Sustainability may be a journey but innovation is here now
Achieving sustainability within the food system and eliminating waste at each stage of the food supply chain will take time. However, we already have the solutions that will help us achieve our goals. The expo hall showcased a range of solutions and recognized that the problem with solving food waste is not a lack of ideas but the implementation, uptake and scalability of the ideas we already have.
The fair also included an expo hall of more than 70 exhibitors highlighting their food waste prevention and recovery solutions, which included donation services, inventory management, waste auditing, hauling, compostable products, animal feed solutions, food-from-scraps products and catering, among others. Sponsored by Closed Loop Partners, an investment firm focused on building the circular economy, the hall was filled with booths sporting logos from Atlas Organics, Toasted Ale, Square Roots, Misfits Market, Farmshelf, and others.
“Innovations in food waste reduction and organics processing represent a massive economic opportunity for municipalities and investors,” said Ron Gonen, Co-Founder and CEO of Closed Loop Partners. “Closed Loop Partners is pleased to partner with the Foundation for New York’s Strongest to highlight several early stage companies that are taking on this challenge.”

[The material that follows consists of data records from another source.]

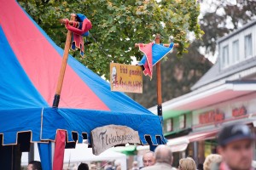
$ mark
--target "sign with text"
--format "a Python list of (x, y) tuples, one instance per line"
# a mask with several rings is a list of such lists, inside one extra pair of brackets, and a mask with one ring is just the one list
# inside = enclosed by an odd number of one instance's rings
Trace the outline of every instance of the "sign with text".
[(199, 123), (207, 124), (211, 122), (221, 122), (224, 120), (224, 114), (218, 110), (201, 113), (199, 116)]
[(143, 69), (138, 65), (110, 63), (111, 91), (143, 93)]
[(115, 145), (139, 144), (138, 132), (126, 126), (108, 125), (93, 129), (90, 133), (92, 152), (100, 155)]
[(246, 114), (247, 114), (247, 110), (244, 106), (241, 106), (241, 108), (235, 108), (232, 110), (232, 116), (235, 117), (241, 116)]

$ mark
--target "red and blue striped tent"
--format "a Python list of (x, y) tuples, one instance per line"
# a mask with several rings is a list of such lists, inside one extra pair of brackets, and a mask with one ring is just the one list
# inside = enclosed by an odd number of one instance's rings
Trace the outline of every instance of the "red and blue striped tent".
[[(0, 0), (0, 145), (23, 141), (22, 133), (30, 133), (29, 142), (55, 141), (59, 129), (67, 132), (67, 143), (87, 138), (90, 144), (86, 134), (110, 124), (138, 131), (141, 144), (166, 143), (161, 117), (125, 94), (111, 92), (108, 82), (72, 56), (59, 108), (52, 108), (62, 55), (16, 1)], [(50, 169), (49, 152), (41, 151), (43, 168)]]

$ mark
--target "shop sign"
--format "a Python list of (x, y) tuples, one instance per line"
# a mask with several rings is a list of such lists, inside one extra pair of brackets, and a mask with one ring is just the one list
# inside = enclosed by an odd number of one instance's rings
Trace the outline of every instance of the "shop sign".
[(179, 128), (185, 128), (186, 127), (186, 117), (185, 115), (179, 116)]
[(92, 152), (96, 156), (115, 145), (140, 144), (138, 132), (126, 126), (99, 127), (93, 129), (90, 135)]
[(166, 120), (166, 131), (167, 132), (172, 131), (172, 119)]
[(244, 106), (241, 106), (241, 108), (235, 108), (232, 110), (232, 116), (235, 117), (243, 116), (246, 114), (247, 114), (247, 110)]
[(199, 116), (199, 123), (207, 124), (224, 120), (224, 114), (218, 110), (201, 113)]
[(138, 65), (110, 63), (111, 91), (143, 93), (143, 69)]

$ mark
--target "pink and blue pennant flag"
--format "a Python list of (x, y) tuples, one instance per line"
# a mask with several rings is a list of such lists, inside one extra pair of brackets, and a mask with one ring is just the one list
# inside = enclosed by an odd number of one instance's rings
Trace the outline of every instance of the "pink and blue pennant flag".
[(159, 62), (167, 54), (173, 50), (174, 43), (172, 42), (169, 47), (163, 44), (150, 42), (148, 44), (139, 43), (139, 50), (144, 54), (138, 65), (143, 66), (143, 73), (152, 78), (153, 66)]

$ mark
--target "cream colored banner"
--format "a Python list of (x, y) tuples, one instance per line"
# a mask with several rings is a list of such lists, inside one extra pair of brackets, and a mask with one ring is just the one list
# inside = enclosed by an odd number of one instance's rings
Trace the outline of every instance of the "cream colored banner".
[(110, 85), (112, 91), (142, 94), (142, 67), (137, 65), (111, 63)]
[(100, 155), (112, 146), (140, 144), (138, 132), (126, 126), (108, 125), (93, 129), (90, 133), (92, 152)]

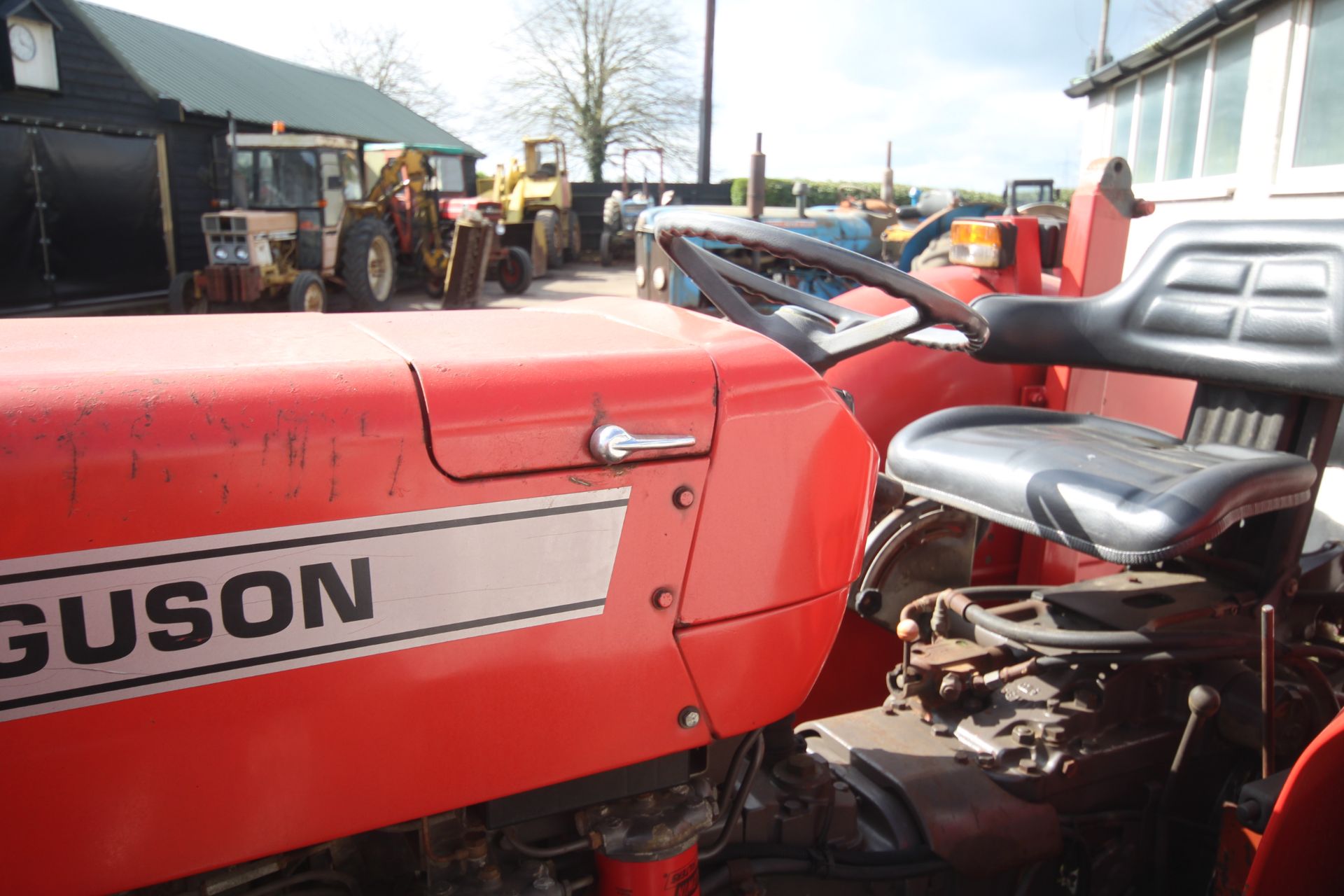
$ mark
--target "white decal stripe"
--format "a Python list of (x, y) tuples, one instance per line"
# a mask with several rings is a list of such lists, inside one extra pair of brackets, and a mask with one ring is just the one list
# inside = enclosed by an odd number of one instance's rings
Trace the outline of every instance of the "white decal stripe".
[(629, 492), (0, 562), (0, 721), (599, 615)]

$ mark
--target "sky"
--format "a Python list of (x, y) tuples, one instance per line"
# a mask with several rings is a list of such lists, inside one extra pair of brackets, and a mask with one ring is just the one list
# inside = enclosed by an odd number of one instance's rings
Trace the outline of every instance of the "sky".
[[(487, 153), (480, 171), (521, 150), (492, 109), (516, 64), (511, 32), (540, 1), (399, 0), (379, 23), (368, 0), (99, 0), (306, 63), (332, 27), (401, 27), (453, 101), (449, 130)], [(699, 79), (704, 0), (665, 1)], [(1117, 58), (1168, 27), (1148, 1), (1113, 1)], [(878, 180), (891, 140), (898, 183), (1073, 185), (1086, 99), (1063, 89), (1083, 73), (1099, 16), (1101, 0), (718, 0), (712, 179), (745, 176), (761, 132), (770, 177)]]

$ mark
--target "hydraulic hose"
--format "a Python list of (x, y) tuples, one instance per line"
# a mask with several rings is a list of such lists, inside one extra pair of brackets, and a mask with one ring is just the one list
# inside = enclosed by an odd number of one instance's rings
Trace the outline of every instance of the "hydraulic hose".
[[(989, 588), (1001, 591), (1000, 588)], [(1255, 646), (1258, 639), (1245, 634), (1184, 634), (1149, 635), (1140, 631), (1074, 631), (1042, 629), (1012, 622), (985, 610), (974, 602), (974, 588), (950, 591), (945, 606), (970, 625), (993, 633), (1000, 638), (1042, 647), (1071, 647), (1075, 650), (1134, 650), (1153, 653), (1176, 647), (1234, 647)], [(969, 594), (968, 594), (969, 592)]]
[(559, 858), (560, 856), (569, 856), (570, 853), (581, 853), (587, 849), (594, 849), (597, 844), (591, 837), (581, 837), (578, 840), (571, 840), (567, 844), (560, 844), (559, 846), (534, 846), (532, 844), (521, 842), (513, 833), (512, 827), (504, 829), (504, 842), (509, 849), (523, 853), (528, 858)]
[(742, 778), (742, 786), (739, 786), (737, 793), (732, 795), (732, 802), (723, 810), (723, 827), (719, 829), (719, 836), (714, 838), (712, 844), (700, 850), (700, 861), (714, 858), (723, 850), (724, 846), (728, 845), (728, 837), (732, 836), (732, 829), (737, 827), (738, 817), (747, 805), (747, 794), (751, 791), (751, 782), (755, 780), (757, 772), (761, 771), (761, 763), (765, 760), (765, 732), (757, 731), (755, 733), (747, 735), (742, 739), (742, 743), (738, 744), (738, 750), (732, 755), (732, 762), (728, 764), (727, 785), (732, 785), (737, 779), (742, 758), (749, 750), (751, 751), (751, 764), (747, 766), (747, 774)]
[[(831, 880), (864, 881), (906, 880), (948, 870), (948, 864), (941, 860), (909, 861), (892, 865), (845, 865), (840, 862), (828, 864), (820, 854), (814, 858), (750, 858), (745, 860), (745, 864), (754, 876), (808, 875)], [(742, 868), (742, 864), (735, 862), (734, 866)], [(724, 865), (714, 873), (707, 875), (700, 881), (700, 889), (708, 896), (708, 893), (727, 887), (731, 880), (732, 869)]]

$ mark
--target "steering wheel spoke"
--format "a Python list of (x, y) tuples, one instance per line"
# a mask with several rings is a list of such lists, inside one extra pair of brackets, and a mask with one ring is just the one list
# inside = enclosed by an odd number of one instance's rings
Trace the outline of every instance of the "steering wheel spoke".
[[(804, 267), (875, 286), (909, 302), (910, 308), (883, 317), (847, 309), (734, 265), (687, 238), (735, 243), (788, 258)], [(872, 258), (780, 227), (677, 211), (659, 218), (657, 239), (724, 317), (769, 336), (817, 371), (888, 341), (974, 352), (989, 334), (984, 317), (957, 298)], [(743, 292), (781, 308), (770, 314), (761, 313)], [(938, 329), (939, 324), (954, 329)]]

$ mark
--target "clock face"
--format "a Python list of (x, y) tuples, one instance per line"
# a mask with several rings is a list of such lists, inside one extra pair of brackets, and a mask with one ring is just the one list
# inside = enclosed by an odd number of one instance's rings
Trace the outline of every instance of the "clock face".
[(38, 39), (32, 36), (27, 26), (9, 28), (9, 52), (19, 62), (32, 62), (32, 58), (38, 55)]

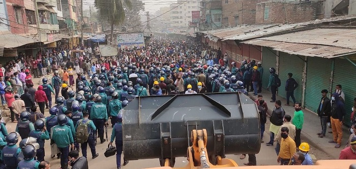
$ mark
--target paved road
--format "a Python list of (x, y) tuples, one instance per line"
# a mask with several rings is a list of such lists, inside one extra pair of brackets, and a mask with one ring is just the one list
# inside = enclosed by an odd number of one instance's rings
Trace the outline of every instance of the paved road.
[[(75, 77), (76, 78), (76, 77)], [(37, 83), (38, 82), (39, 79), (36, 78), (34, 80), (34, 82)], [(35, 84), (35, 87), (37, 88), (38, 86), (38, 84)], [(54, 97), (54, 96), (53, 96)], [(52, 99), (54, 103), (54, 99)], [(52, 104), (52, 105), (54, 103)], [(48, 110), (45, 110), (45, 116), (49, 116)], [(268, 128), (269, 125), (266, 125), (266, 128)], [(11, 122), (9, 122), (7, 124), (7, 128), (9, 130), (9, 132), (11, 131), (14, 131), (16, 128), (16, 124), (12, 123)], [(111, 125), (109, 125), (108, 127), (108, 138), (110, 138), (111, 136), (111, 133), (112, 131), (112, 128)], [(98, 139), (99, 141), (99, 139)], [(263, 140), (267, 142), (269, 141), (269, 135), (268, 133), (265, 132), (265, 134), (264, 136)], [(100, 141), (99, 141), (100, 143)], [(107, 144), (108, 142), (106, 142), (104, 144), (98, 144), (97, 145), (96, 149), (97, 153), (99, 153), (99, 156), (95, 159), (92, 159), (91, 158), (91, 156), (89, 155), (88, 156), (88, 161), (89, 162), (89, 166), (90, 168), (104, 168), (105, 169), (115, 169), (116, 168), (116, 157), (115, 156), (113, 156), (108, 158), (106, 158), (104, 156), (104, 152), (105, 149), (107, 147)], [(49, 147), (49, 141), (46, 141), (45, 146), (45, 160), (50, 161), (51, 164), (52, 168), (59, 168), (60, 167), (60, 160), (57, 159), (56, 157), (55, 158), (51, 158), (50, 156), (50, 148)], [(154, 151), (153, 150), (153, 151)], [(88, 147), (87, 150), (88, 154), (91, 154), (90, 149)], [(139, 153), (139, 152), (137, 152)], [(314, 147), (311, 147), (310, 153), (314, 154), (316, 158), (318, 159), (331, 159), (330, 157), (328, 156), (325, 153), (319, 150), (315, 149)], [(80, 154), (81, 155), (81, 153)], [(226, 156), (227, 158), (230, 158), (236, 161), (236, 162), (240, 166), (244, 166), (243, 163), (248, 162), (248, 157), (247, 156), (246, 158), (244, 160), (241, 160), (240, 159), (240, 155), (228, 155)], [(277, 155), (275, 152), (274, 146), (266, 146), (264, 143), (262, 144), (261, 146), (261, 150), (259, 154), (256, 155), (257, 165), (278, 165), (277, 163), (276, 159)], [(175, 165), (176, 167), (183, 167), (187, 164), (187, 161), (186, 157), (180, 157), (176, 158)], [(122, 168), (130, 168), (130, 169), (136, 169), (136, 168), (145, 168), (149, 167), (154, 167), (160, 166), (159, 161), (158, 159), (145, 159), (145, 160), (138, 160), (131, 161), (126, 166), (122, 167)]]

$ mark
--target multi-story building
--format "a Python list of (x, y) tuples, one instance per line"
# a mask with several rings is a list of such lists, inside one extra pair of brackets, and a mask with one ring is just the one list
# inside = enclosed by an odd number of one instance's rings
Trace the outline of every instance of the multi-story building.
[(192, 21), (192, 11), (199, 11), (197, 1), (185, 2), (178, 0), (176, 3), (169, 6), (170, 11), (170, 27), (181, 30), (186, 30)]

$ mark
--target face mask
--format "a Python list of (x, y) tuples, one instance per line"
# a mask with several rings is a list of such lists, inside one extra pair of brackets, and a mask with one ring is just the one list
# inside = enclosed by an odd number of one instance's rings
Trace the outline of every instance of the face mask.
[(284, 133), (281, 133), (281, 137), (282, 137), (282, 138), (285, 139), (288, 137), (288, 134)]

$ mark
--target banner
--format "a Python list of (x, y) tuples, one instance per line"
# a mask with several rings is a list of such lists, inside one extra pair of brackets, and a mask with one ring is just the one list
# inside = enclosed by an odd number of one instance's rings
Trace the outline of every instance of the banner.
[(116, 56), (118, 53), (116, 45), (100, 45), (99, 48), (102, 56)]
[(192, 22), (193, 23), (200, 23), (200, 11), (192, 11)]
[(119, 34), (117, 35), (117, 46), (121, 49), (144, 47), (143, 33)]

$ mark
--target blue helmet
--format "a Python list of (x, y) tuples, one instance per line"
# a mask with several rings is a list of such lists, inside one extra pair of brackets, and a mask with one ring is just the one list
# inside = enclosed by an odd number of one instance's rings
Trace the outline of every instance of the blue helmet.
[(97, 90), (99, 93), (104, 93), (104, 92), (105, 91), (105, 90), (104, 89), (104, 87), (101, 86), (98, 87)]
[(79, 107), (79, 105), (76, 104), (74, 104), (72, 105), (72, 112), (76, 112), (80, 110), (80, 107)]
[(127, 106), (127, 105), (129, 104), (129, 101), (128, 100), (124, 100), (123, 102), (121, 103), (121, 106), (123, 107), (123, 108), (125, 108)]
[(42, 131), (44, 128), (44, 121), (42, 119), (38, 119), (35, 122), (34, 126), (36, 131)]
[(18, 142), (18, 136), (16, 132), (11, 132), (6, 137), (6, 142), (8, 145), (14, 145), (17, 144), (17, 142)]
[(49, 109), (49, 114), (51, 115), (56, 115), (58, 111), (59, 110), (58, 109), (57, 109), (57, 108), (53, 107), (53, 108), (51, 108), (51, 109)]
[(48, 82), (48, 80), (47, 79), (47, 78), (46, 78), (42, 79), (42, 83), (43, 83), (43, 84), (47, 84), (47, 82)]
[(67, 116), (62, 114), (58, 116), (57, 120), (58, 121), (58, 124), (61, 125), (64, 125), (67, 123)]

Supporting small businesses with the 2019 Microgrant Program
While sustainability may be profitable for a business’s bottom line, scaling up innovations and solutions can bes difficult for small businesses. That is why the Foundation for New York Strongest launched the 2019 Microgrant Program, which will provide up to $2,000 in funding along with technical support to help NYC businesses that commit to meeting certain criteria for beginning or expanding their efforts to prevent and reduce food waste.
Looking to chefs to inspire change
While the expo hall was filled with entrepreneurs and food waste solutions, the first floor of the Brooklyn Navy Yard was taken over by NYC’s creative culinary leaders.
In the Zero Food Waste Challenge, chefs – whether reigning from a Michelin starred restaurant or a soup kitchen – competed to prepare the ultimate zero-waste dish. The challenge was hosted by Jake Cohen, Editorial and Test Kitchen Director at The Feedfeed, a crowdsourced digital cooking publication and community. And while, of course, dining on innovative dishes and sipping cocktails sounds like the perfect way to end a full-day spent discussing the problem of food waste, there was more to it than just that. The Challenge is a display of the growing recognition among chefs of the need to be active agents for change in the sustainable food movement and to be culinary role models for others.
“It’s exciting to see a greater focus at Food Waste Fair 2019 on the role that Chefs can have to reduce food waste at the source using culinary innovation,” said Adam Kaye, Chef and Co-Founder of Spare Food, a company uses culinary innovation to create new products and processes that use leftover food and food scraps to design new meals and menus. “It clearly demonstrates the commitment by the Foundation for New York’s Strongest to address the issue of food waste with innovative solutions at every point along the food chain.”
A new mantra: I am not waste. I was never waste. I am food.
The final takeaway from the NYC Food Waste Fair, inspired by McQuillan’s keynote address, rang throughout the panel discussions, especially when Matt Jozwiak of Rethink Food NYC stated that “waste” is a banned word in their company’s kitchens. That statement alone makes it clear that we must decouple food and waste. Excess food must not be thought of as waste but rather as abundance that needs to find a new home.